If you can bring a new perspective and solutions to problems that others can't that is a good thing. Being a collection of people expressing opinions, unless your perspective is very neutral or bland, you are almost guaranteed to run into someone to disagree with you.


----------



## examp (Aug 6, 2020)

Hiner112 said:


> At the time you were explaining my wife's perspective which would have made me lean towards 'she' without any other context clues but I wasn't going to assume so you got a he/she.


I wasnt aware only women can explain the wife's perspective or that women would be more likely to. I believe in trying to understand both partners even though I am a 'he' not only the one who posts here. I have already mentioned that it would be a good idea to have a section where both could give their 'complaints' and let us decide and be the judge. It would be a lot cheaper and better than counsellors. I am really surprised it isnt here yet. 
I believe every one of my now regular posts does bring a new perspective I dont just copy or agree to previous ones. You are right the regular posters do have regular responses and that is the clique I refer to based on their experiences. I cant say that my responses arent, but they are usually different to others.


----------



## manfromlamancha (Jul 4, 2013)

In my opinion people come here for one or more of the following reasons:


They are hurting or are in pain and want help and advice on how to cope and gain short term and longer term relief.
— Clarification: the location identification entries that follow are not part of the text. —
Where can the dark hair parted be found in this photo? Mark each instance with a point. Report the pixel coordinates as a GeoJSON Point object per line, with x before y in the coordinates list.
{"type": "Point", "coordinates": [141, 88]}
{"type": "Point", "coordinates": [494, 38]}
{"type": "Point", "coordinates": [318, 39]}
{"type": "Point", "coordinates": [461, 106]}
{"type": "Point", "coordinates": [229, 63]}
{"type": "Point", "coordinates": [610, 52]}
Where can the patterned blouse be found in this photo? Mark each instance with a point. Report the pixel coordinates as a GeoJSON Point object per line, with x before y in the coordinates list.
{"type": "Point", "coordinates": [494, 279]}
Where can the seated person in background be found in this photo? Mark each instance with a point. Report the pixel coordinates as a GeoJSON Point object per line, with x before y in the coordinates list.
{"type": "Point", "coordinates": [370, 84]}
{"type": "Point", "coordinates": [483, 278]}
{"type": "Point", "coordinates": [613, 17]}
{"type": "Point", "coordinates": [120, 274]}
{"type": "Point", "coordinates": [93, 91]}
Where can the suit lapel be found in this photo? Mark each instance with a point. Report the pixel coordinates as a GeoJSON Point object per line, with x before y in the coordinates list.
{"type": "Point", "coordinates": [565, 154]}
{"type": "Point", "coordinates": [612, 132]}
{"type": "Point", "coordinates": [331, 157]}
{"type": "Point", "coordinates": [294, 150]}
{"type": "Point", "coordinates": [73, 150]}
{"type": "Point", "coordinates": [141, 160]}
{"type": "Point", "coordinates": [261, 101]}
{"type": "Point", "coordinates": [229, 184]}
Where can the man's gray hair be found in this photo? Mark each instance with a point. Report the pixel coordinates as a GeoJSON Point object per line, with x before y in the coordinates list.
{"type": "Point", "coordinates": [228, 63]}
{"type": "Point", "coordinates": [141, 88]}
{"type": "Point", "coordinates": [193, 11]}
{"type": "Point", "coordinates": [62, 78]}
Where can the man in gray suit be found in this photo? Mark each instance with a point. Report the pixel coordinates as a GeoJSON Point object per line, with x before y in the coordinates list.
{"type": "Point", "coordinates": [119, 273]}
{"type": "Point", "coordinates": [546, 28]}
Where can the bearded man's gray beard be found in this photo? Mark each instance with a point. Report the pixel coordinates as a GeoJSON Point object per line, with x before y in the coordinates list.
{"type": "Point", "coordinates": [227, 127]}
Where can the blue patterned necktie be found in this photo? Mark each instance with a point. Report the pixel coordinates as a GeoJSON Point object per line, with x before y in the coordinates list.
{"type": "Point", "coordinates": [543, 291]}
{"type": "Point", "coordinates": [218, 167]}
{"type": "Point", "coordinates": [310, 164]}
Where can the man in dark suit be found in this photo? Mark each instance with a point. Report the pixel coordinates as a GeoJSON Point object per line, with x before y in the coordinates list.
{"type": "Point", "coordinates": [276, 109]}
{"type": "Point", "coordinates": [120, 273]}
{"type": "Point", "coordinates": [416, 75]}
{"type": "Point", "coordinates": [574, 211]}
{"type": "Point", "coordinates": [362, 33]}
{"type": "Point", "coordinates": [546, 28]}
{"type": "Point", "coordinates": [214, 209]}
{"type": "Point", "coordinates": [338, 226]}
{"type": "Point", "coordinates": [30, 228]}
They are struggling with understanding "why" and want help and advice on how they can get a better understanding of why whatever took place, happened.


They want help and advice on what to do next - generally and in detail. This would include evaluating if they are in the wrong too.
They seek this based on the collective experience and often expect different responses from which they choose what to do next. The responses range from mild to heavy, from soft to extreme and are based on personal experience and opinions. The responses cover religious, health/biological, gender based, therapeutic/scientific, psychological, financial, legal, social, cultural and moral/philosophic advice and information.

E.g. short and longer term relief includes doing the 180, getting to a gym, quitting of alcohol and drugs and separation. Other types include securing of assets, funds, and custody. Next steps include all the technology needed to uncover truth and catch people out, exposure, how to tell kids, and also getting polygraph testing done. The hardest (or depending on your point of view, the easiest) is the understanding of why.

As you said, the advice given is based on whatever the OP tells us and we must assume that they are not lying (within certain limits).


----------



## Laurentium (May 21, 2017)

Hiner112 said:


> Several of the regular posters have had some common experiences which tends to give their perspective and responses a certain tone (being betrayed or getting the "I love you but I'm not in love with you" speech for example)


There is some of that, but less so than most other forums I've seen! There is less of a fixed "party line" here.


----------



## Laurentium (May 21, 2017)

examp said:


> Do they come to find out if they are right or to be told they are right. Everyone thinks they are always right and never do wrong even me, and even if told by others wont agree and dismiss it. If someone doesnt give all the necessary details even when prompted that is telling why he is here.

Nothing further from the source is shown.